I’ll let the code speak for itself here:

public class ChatRoom
{
    // Other code omitted for clarity

    private readonly Subject<ChatData> _messages = new Subject<ChatData>();

    public IObservable<Timestamped<ChatData>> Messages
    {
        get { return _messages.Timestamp().AsObservable(); }
    }

    public void AddReceivedMessage(ChatData chatData)
    {
        _messages.OnNext(chatData);
    }
}

 

As you can see, we create a subject (_messages) and then expose it via the Messages property so that other code can consume the events.  When we are notified of a new message being received off the wire, we simply publish it on the subject.

Note that the code that actually listens to the network and calls the AddReceivedMessage method is included in the download and was explained in part 1 of this series.

We are making use of one interesting Rx feature here … the Timestamp extension method.  It takes an IObservable<T> and returns an IObservable<Timestamped<T>>, which in effect just adorns the object with the a new property holding the current date and time.

Consuming the Observable

Here is an embarrassingly trivial example:

ChatRoom.Instance.Messages.Subscribe(data => messages.Add(data));

This code is listening for events being raised from the subject and, when each one occurs, adding the new message to the “messages” collection which is bound onto the UI.  To be honest, this is not a particularly good illustration of what Rx is capable of, since the line of code here replaced an equally simple line of code that didn’t use Rx!

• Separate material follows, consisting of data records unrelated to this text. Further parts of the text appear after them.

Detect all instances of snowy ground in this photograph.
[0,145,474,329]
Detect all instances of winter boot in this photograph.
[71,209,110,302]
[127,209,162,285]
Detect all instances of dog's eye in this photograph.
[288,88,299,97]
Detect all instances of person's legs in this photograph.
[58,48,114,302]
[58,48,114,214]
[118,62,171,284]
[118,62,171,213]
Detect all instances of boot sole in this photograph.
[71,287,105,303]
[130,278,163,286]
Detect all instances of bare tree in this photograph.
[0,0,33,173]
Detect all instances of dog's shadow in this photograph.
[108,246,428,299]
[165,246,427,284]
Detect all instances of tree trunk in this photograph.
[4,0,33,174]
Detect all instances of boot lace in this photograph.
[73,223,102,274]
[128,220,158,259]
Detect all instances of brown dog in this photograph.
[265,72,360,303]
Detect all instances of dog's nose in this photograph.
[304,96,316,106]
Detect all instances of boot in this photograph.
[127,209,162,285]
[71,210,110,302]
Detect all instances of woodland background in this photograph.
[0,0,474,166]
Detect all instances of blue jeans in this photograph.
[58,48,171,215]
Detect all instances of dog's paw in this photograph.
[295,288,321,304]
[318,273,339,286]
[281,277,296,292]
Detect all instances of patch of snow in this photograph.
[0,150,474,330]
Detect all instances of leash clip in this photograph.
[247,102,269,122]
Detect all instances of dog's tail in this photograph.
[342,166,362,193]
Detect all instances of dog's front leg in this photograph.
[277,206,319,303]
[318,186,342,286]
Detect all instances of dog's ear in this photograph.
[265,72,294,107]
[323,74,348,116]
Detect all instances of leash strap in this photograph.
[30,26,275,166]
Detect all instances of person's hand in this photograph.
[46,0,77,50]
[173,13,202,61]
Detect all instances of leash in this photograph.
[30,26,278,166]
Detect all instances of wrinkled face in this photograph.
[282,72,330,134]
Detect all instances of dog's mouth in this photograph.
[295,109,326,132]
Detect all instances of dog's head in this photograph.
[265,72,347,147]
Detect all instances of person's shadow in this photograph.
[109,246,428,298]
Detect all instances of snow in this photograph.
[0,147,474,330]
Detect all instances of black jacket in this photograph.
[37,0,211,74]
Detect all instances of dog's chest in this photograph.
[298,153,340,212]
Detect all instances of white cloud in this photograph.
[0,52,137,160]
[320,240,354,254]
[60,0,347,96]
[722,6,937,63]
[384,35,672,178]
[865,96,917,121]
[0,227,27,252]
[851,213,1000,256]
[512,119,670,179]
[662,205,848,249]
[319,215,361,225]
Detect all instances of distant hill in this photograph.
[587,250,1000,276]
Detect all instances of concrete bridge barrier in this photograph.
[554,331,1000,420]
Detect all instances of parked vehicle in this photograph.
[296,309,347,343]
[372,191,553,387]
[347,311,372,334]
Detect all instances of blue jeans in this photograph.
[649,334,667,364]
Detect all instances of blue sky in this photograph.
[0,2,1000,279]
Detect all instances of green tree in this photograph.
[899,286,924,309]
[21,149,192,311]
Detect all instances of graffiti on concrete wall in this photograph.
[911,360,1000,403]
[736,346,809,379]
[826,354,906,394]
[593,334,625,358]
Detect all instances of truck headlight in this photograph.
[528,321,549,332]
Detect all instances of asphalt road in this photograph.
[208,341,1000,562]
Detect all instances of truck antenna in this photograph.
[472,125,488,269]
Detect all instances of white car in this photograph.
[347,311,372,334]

So let’s suppose that incoming message were extremely high volume, and instead of updating the UI as each message comes in, you decide you want to do it 4 times per second.  Without Rx this involves timers and so on.  With Rx, you replace the above line with the following:

ChatRoom.Instance.Messages
     .BufferWithTime(TimeSpan.FromMilliseconds(250))
     .Subscribe(buffer => buffer.ForEach(msg => messages.Add(msg)));

 

Or perhaps you want to implement some kind of command protocol using the message stream.  Something like this would work:

ChatRoom.Instance.Messages
    .Where(msg => msg.Data.StartsWith("pls.forward:"))                    
    .Subscribe(msg => ForwardMessage(msg));

 

Or (and IMO this is the most impressive aspect of Rx) if you want to do all of the above simultaneously, all you need to include the relevant lines.  You see, all the aspects of message processing here are totally separated and independent of each other.  And to me, that’s sweeeeeet!